Bakara suresi 273. ayeti okunuşu , Ayet kelimesinin türkçe karşılığı.
﴿لِلْفُقَرَٓاءِ الَّذ۪ينَ اُحْصِرُوا ف۪ي سَب۪يلِ اللّٰهِ لَا يَسْتَط۪يعُونَ ضَرْبًا فِي الْاَرْضِۘ يَحْسَبُهُمُ الْجَاهِلُ اَغْنِيَٓاءَ مِنَ التَّعَفُّفِۚ تَعْرِفُهُمْ بِس۪يمٰيهُمْۚ لَا يَسْـَٔلُونَ النَّاسَ اِلْحَافًاۜ وَمَا تُنْفِقُوا مِنْ خَيْرٍ فَاِنَّ اللّٰهَ بِه۪ عَل۪يمٌ۟ ﴾ [البقرة: 273]
ayet arapça & türkçe okunuşuLilfukarâ-i-lleżîne uhsirû fî sebîli(A)llâhi lâ yestetî’ûne darben fi-l-ardi yahsebuhumu-lcâhilu aġniyâe mine-tte’affufi ta’rifuhum bisîmâhum lâ yes-elûne-nnâse ilhâfâ(en)(k) vemâ tunfikû min ḣayrin fe-inna(A)llâhe bihi ‘alîm(un) [Bakara: 273]

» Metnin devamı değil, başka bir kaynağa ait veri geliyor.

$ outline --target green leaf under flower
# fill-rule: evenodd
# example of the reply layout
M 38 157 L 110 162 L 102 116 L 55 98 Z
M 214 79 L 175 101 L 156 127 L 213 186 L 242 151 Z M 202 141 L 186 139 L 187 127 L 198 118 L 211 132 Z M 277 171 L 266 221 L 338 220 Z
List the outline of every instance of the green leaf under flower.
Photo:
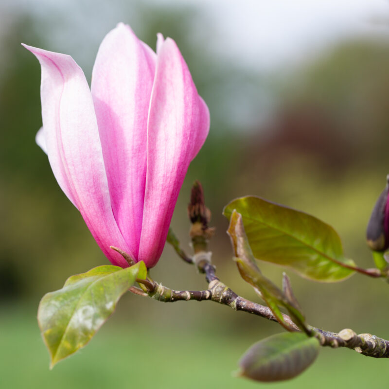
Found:
M 146 273 L 142 262 L 124 269 L 99 266 L 71 276 L 62 289 L 45 295 L 38 323 L 51 368 L 85 346 L 113 312 L 120 297 Z

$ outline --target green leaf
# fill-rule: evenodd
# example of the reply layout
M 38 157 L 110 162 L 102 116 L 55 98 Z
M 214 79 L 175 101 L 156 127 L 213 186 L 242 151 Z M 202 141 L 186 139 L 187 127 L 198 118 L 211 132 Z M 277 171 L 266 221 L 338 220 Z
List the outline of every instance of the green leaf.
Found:
M 239 375 L 271 382 L 295 377 L 316 358 L 319 343 L 302 333 L 278 334 L 253 344 L 239 361 Z
M 295 303 L 296 299 L 291 292 L 288 279 L 284 282 L 288 283 L 288 291 L 291 294 L 294 301 L 288 298 L 274 283 L 265 277 L 258 268 L 245 232 L 242 215 L 235 211 L 231 215 L 227 232 L 231 238 L 235 261 L 242 278 L 254 287 L 284 328 L 291 330 L 290 325 L 284 319 L 279 306 L 286 308 L 293 321 L 300 328 L 307 331 L 304 316 L 298 304 Z
M 373 259 L 375 265 L 380 270 L 384 270 L 388 267 L 388 263 L 386 259 L 386 257 L 387 258 L 388 256 L 388 251 L 384 252 L 384 251 L 375 251 L 372 250 L 371 253 L 373 255 Z
M 100 266 L 69 277 L 62 289 L 45 295 L 38 323 L 50 354 L 50 368 L 85 346 L 122 295 L 146 273 L 142 262 L 124 269 Z
M 339 236 L 318 219 L 254 196 L 233 200 L 223 214 L 230 218 L 234 210 L 257 259 L 316 281 L 340 281 L 354 273 L 355 264 L 345 258 Z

Meal Kur'an-ı Kerim - Diyanet
Sadakalarınızı, kendilerini Allah yoluna adayıp yeryüzünde dolaşamayanlara, hayalarından dolayı, kendilerini tanımayanların zengin saydıkları yoksullara verin. Onları yüzlerinden tanırsın, insanlardan yüzsüzlük ederek bir şey istemezler. Sarfettiğiniz iyi bir şeyi Allah şüphesiz bilir. [Bakara: 273]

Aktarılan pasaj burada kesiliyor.